Structural basis for the resilience of Darunavir (TMC114) resistance major flap mutations of HIV-1 protease.

To understand the origin of the apparent low sensitivity to mutations exhibited by Darunavir, the binding energetics of this inhibitor to the HIV-1 protease was studied. Our research indicates that the observed effectiveness of Darunavir against the wild type HIV-1 protease is due to an extremely high affinity towards the wild-type and a relatively mild effect to the I50V and I54M mutations is due to low affinity towards the inhibitor. Good affinity of Darunavir accounts for the additive effects of well accommodation at binding site, good ligand-receptor electrostatic and van der waals energy while, the low susceptibility to I50V and I54M can be rationalized in terms of flexibility in the binding site residues that do not permit drug accommodation to the binding site distortions created by the mutation. The major flap mutations I50V and I54M lower the binding affinity of Darunavir by altering the position of binding site residues in 3D space.
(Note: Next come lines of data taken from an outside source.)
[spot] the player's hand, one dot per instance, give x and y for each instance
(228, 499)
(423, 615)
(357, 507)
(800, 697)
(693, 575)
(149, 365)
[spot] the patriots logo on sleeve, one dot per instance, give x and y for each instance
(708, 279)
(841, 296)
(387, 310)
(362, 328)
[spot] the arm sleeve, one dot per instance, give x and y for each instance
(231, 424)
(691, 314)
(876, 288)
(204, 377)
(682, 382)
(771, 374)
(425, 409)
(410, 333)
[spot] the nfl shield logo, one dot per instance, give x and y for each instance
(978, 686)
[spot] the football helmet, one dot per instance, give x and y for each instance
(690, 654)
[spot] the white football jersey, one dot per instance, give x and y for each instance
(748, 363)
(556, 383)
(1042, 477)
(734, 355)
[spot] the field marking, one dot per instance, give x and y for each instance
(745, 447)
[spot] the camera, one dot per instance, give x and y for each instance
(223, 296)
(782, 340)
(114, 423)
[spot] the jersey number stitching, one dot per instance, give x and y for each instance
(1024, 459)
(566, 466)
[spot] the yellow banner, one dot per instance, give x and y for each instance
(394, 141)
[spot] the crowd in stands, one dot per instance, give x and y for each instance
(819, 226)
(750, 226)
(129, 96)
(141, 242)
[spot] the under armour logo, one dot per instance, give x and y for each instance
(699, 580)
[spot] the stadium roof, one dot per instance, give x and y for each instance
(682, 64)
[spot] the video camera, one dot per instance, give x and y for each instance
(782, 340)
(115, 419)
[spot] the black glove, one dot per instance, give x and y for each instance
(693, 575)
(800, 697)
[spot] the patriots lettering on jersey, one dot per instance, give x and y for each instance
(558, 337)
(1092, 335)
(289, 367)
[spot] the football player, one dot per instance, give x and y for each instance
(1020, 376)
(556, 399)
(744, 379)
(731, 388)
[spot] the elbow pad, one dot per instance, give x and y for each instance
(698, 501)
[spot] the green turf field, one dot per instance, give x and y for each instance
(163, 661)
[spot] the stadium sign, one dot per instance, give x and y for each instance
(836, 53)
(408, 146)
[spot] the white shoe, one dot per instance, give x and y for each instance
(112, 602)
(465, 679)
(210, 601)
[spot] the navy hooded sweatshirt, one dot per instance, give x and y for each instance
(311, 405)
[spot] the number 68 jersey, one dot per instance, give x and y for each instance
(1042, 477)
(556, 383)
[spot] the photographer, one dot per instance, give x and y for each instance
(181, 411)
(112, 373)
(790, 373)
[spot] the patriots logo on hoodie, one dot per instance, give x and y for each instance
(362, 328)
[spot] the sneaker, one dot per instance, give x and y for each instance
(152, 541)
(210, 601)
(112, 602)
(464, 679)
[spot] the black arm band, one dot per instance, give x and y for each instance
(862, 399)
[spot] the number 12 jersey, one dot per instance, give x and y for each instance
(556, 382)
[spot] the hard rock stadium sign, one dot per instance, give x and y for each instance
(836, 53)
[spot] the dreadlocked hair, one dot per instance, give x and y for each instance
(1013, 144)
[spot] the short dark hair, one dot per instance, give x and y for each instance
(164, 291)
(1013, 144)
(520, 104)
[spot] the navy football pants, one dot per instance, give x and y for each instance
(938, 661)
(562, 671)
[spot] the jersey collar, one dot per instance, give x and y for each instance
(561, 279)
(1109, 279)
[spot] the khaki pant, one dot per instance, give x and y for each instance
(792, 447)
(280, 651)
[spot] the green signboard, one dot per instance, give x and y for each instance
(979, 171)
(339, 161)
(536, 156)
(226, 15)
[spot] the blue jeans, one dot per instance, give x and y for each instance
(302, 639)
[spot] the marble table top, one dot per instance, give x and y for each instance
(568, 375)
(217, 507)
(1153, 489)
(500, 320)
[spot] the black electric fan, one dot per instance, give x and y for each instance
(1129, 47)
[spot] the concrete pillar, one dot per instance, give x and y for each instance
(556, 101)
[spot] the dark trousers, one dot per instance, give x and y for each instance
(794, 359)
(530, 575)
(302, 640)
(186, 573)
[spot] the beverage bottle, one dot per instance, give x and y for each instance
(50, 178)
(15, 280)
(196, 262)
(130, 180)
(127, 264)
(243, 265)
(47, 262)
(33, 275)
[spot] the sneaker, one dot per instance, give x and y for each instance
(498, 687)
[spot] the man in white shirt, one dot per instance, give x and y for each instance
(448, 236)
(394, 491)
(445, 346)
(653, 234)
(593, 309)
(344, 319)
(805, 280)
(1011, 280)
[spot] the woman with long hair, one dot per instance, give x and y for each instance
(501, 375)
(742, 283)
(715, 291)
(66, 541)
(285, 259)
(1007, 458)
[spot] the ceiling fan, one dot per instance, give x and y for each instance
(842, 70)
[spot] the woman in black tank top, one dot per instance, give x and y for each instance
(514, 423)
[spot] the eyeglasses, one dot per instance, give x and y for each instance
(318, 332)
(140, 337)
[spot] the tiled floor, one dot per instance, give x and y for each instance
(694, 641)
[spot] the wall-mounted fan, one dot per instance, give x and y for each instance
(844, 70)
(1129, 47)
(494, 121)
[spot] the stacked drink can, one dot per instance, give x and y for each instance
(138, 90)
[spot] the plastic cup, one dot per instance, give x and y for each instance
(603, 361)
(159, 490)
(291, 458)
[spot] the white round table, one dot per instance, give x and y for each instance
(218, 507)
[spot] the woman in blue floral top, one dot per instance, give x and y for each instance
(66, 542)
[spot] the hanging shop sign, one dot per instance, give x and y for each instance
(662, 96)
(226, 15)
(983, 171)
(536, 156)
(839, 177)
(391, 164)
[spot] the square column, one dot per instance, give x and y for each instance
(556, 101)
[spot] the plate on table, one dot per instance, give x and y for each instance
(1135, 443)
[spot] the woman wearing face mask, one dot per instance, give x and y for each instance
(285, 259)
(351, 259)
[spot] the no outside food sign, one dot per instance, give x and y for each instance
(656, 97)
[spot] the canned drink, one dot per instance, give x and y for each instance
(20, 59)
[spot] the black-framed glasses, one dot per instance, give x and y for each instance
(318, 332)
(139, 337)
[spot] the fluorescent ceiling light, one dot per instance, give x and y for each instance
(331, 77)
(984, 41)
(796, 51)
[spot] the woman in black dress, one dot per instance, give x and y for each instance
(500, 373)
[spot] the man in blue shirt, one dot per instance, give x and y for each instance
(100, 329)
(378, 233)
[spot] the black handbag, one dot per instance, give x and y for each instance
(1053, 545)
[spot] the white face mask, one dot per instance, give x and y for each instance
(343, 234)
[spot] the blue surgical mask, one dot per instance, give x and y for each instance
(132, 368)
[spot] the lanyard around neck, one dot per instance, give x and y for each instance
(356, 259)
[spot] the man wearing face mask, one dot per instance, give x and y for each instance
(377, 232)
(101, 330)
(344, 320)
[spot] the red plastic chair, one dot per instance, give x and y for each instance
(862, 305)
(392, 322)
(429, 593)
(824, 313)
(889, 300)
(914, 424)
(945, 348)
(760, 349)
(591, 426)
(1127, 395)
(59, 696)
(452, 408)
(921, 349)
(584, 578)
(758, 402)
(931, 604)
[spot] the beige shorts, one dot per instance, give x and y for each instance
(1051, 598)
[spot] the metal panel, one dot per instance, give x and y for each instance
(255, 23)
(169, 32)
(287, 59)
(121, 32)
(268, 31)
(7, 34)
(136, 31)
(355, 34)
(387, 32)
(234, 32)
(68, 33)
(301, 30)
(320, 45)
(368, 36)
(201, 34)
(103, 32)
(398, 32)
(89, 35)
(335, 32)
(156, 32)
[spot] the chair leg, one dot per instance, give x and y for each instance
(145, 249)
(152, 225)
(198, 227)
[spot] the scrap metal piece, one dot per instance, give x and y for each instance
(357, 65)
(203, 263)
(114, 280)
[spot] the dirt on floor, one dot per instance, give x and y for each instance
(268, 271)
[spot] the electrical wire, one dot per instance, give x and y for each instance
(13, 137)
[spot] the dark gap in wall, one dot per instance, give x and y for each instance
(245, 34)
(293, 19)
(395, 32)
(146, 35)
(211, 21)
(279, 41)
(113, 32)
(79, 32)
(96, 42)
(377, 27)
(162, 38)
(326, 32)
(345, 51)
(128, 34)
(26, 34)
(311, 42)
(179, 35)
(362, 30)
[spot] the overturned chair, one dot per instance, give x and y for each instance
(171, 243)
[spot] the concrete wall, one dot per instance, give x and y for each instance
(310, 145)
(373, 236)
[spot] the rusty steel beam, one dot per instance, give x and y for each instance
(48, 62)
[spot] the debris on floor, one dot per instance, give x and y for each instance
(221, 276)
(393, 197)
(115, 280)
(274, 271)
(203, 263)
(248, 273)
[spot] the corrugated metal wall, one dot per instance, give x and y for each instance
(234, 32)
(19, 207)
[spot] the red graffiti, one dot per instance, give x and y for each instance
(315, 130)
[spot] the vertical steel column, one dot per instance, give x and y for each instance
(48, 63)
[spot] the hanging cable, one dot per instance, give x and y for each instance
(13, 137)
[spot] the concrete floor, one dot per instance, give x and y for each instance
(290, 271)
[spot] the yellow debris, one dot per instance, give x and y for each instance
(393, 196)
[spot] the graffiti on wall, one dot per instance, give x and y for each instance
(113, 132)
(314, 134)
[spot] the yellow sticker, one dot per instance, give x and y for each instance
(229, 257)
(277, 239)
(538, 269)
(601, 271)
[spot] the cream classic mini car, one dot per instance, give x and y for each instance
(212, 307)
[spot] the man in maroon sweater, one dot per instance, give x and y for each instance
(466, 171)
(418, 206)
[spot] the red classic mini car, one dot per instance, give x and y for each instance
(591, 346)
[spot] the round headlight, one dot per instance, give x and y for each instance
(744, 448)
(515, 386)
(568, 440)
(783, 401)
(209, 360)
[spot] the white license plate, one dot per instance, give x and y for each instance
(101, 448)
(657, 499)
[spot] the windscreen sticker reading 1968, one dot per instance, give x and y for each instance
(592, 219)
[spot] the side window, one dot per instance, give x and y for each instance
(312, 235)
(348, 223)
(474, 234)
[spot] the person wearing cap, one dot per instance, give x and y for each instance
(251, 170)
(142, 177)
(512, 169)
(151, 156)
It decreases the electrostatic and van der waals interaction energy and further reduction in total receptor-ligand interaction energy. The results summarized in this paper emphasize the importance of shape complementarity and protein flexibility analysis of binding residual interactions in drug design. These data together with an interaction energy and flexibility analysis have established rigorous guidelines for the design of new and more powerful inhibitors. The principles learned from the HIV-1 protease can be applied to other design problems.